The attack may have been a case of too little, too late for the former finance minister, even though Vázquez Mota did not give a complete response to his charge. A new poll showed Vázquez Mota with 60% of PAN adherent preferences, while Cordero had 17% and former interior minister Santiago Creel 15%. While Vázquez Mota responded that she had an overall congressional participation record of 85% to 90%, she did not address the period in question. What she could have perhaps mentioned was that during that time she was out trying to build support for her presidential run, and also perhaps gathering material for the book she came out with in the fall. When she did not specifically respond, Cordero came back and said her voting record was worse (6%) during that period even than the nation's congressional laughingstock, Jorge Kahwagi (15%) of the New Alliance Party. Kahwagi, who represents Mexico City, now plans to run for Senate for Baja California. At that point, under the rules of the debate, Vázquez Mota could not respond further.
Update, Feb. 2: Eduardo Ruiz-Healy column on Vázquez Mota's non-response, in Frontera (PDF).
Cordero is seen as the favorite of President Felipe Calderón, and there have been reports that PAN-led state governments have been putting pressure on PAN members who work for the state to vote for Cordero. It was reported that officials in Sonora state threatened workers with the loss of their jobs if they did not vote for Cordero. During the debate Tuesday, Creel urged PANistas to vote for the candidate of their choice, and not for any candidate imposed on them.
Creel also asked PANistas to vote for him, saying his experience as interior minister would help him improve the nation's security situation. He also urged a curtailing of monopolies in Mexico, a theme he emphasized during his visit to Tijuana on Saturday.

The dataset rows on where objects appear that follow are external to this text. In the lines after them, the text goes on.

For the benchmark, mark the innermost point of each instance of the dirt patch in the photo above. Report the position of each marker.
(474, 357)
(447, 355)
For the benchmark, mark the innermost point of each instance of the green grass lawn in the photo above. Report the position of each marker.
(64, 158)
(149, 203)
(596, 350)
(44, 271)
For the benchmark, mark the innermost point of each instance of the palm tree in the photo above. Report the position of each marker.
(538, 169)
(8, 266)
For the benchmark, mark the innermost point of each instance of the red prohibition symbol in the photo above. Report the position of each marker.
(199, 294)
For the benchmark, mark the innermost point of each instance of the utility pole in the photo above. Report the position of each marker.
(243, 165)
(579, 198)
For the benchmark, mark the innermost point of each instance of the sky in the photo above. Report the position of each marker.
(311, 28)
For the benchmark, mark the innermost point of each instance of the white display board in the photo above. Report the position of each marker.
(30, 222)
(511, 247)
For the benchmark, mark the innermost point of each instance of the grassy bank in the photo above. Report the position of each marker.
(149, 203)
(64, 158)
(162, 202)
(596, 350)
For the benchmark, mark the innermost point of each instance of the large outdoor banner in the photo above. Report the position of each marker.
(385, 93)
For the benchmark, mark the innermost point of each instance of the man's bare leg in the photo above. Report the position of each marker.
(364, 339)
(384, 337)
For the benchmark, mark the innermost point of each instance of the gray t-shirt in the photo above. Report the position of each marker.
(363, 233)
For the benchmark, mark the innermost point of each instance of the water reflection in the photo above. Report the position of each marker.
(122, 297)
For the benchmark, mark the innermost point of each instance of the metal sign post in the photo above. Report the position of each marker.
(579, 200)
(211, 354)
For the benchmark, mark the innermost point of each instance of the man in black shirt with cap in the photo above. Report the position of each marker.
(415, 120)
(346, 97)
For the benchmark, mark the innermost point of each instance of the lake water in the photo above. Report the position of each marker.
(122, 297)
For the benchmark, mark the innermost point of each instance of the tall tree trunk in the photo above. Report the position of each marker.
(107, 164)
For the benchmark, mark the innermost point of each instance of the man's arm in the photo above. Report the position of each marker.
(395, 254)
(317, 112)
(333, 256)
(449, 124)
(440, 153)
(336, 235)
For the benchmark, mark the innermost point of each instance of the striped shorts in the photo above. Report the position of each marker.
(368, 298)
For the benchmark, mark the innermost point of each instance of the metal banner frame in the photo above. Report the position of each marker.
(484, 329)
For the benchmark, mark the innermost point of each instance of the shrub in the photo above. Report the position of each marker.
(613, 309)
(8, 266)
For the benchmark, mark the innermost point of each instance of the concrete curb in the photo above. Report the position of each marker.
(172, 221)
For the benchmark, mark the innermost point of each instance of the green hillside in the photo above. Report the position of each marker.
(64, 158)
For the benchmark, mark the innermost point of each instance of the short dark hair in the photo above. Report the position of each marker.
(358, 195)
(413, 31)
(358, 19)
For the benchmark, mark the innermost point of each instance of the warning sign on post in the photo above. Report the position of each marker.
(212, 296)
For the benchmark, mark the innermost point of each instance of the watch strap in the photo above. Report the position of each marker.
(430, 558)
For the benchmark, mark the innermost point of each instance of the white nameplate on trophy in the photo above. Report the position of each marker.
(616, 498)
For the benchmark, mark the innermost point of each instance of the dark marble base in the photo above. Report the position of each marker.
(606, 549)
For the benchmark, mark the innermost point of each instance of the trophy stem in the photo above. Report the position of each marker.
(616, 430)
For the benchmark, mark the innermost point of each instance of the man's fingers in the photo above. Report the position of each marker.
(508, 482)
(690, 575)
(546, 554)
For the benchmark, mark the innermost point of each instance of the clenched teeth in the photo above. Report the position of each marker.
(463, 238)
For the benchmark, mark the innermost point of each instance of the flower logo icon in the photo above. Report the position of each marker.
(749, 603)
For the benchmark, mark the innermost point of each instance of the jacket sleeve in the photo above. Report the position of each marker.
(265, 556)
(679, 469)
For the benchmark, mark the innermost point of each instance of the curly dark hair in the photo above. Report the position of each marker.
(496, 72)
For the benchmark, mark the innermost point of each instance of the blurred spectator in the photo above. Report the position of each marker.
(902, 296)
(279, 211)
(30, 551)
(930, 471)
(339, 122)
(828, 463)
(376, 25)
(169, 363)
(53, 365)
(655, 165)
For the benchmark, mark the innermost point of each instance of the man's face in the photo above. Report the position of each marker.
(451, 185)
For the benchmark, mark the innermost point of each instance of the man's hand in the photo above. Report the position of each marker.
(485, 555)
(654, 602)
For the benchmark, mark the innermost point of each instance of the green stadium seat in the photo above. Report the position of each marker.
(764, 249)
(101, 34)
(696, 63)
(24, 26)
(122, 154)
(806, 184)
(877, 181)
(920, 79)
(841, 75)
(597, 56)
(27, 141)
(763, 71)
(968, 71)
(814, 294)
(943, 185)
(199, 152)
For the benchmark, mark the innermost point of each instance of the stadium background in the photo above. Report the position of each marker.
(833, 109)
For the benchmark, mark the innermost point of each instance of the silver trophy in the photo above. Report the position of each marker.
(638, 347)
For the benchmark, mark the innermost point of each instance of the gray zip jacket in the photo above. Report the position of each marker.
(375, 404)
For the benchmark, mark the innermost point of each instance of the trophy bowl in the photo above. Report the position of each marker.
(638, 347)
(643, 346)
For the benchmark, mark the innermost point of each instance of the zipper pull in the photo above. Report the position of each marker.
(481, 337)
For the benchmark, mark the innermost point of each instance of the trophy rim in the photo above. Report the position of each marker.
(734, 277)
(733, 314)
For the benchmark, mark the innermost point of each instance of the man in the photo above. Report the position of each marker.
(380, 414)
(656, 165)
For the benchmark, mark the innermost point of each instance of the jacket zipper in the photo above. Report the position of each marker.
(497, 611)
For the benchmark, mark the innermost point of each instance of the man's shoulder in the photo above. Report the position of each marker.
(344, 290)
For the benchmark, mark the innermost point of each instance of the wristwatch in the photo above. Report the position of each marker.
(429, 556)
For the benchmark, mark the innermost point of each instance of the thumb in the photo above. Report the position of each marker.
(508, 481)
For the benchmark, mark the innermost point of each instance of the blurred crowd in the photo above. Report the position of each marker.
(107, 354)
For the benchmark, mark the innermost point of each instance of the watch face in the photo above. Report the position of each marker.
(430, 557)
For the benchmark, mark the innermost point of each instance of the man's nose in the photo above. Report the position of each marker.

Vázquez Mota said in the coming days, she would be taking a drug test and a lie-detector test, something she said she hoped would be an example for police officers across the country to do the same. She said the military will return to its barracks in localities across the country once it is determined that local police forces are up to the job. It was unclear what Vázquez Mota's lie detector test would ask. (Has she had any children out of wedlock? Has she ever taken a government pencil home with her?)
She said water issues would be a priority in her administration, saying it had become a national security matter. She noted that Tabasco has suffered flooding from an excess of water while many areas in the north are suffering drought. She also read words of praise she had received from Calderón in Michoacán in August.
The former education minister said the number of public education scholarships would be doubled from 7 million to 14 million during her administration. She said she would open 150 more higher education campuses and would guarantee a higher education for all students who wanted it.
In another development, a recording of a private telephone conversation in which Vázquez Mota apparently called Cordero an unflattering term has been surreptitiously released. Cordero is called a patán, which can mean a rustic person; it is a derogatory term women often use to refer to men lacking in social and other graces. The president of the Chamber of Deputies, Guadalupe Acosta of the Democratic Revolution Party, asked the federal Attorney General's Office to investigate the leak of the illegal recording. Story, Milenio.
Update, Feb. 4: Vázquez Mota to file complaint with PAN about the leak.
Update, Feb. 3: Mexicans have fun with Cordero's having said during the debate that his presidency would "consolidate what President Fox and President Vicente Calderón have accomplished." Jorge Fernández Menéndez column (PDF). Vicente Calderón also is the name of a broadcast journalist in Tijuana.
• Sonora Gov. Padrés and Guanajuato Gov. Juan Manuel Oliva back Cordero in Mexico City; six other governors, including Baja California's, are openly supporting Cordero. Political page, El Mexicano.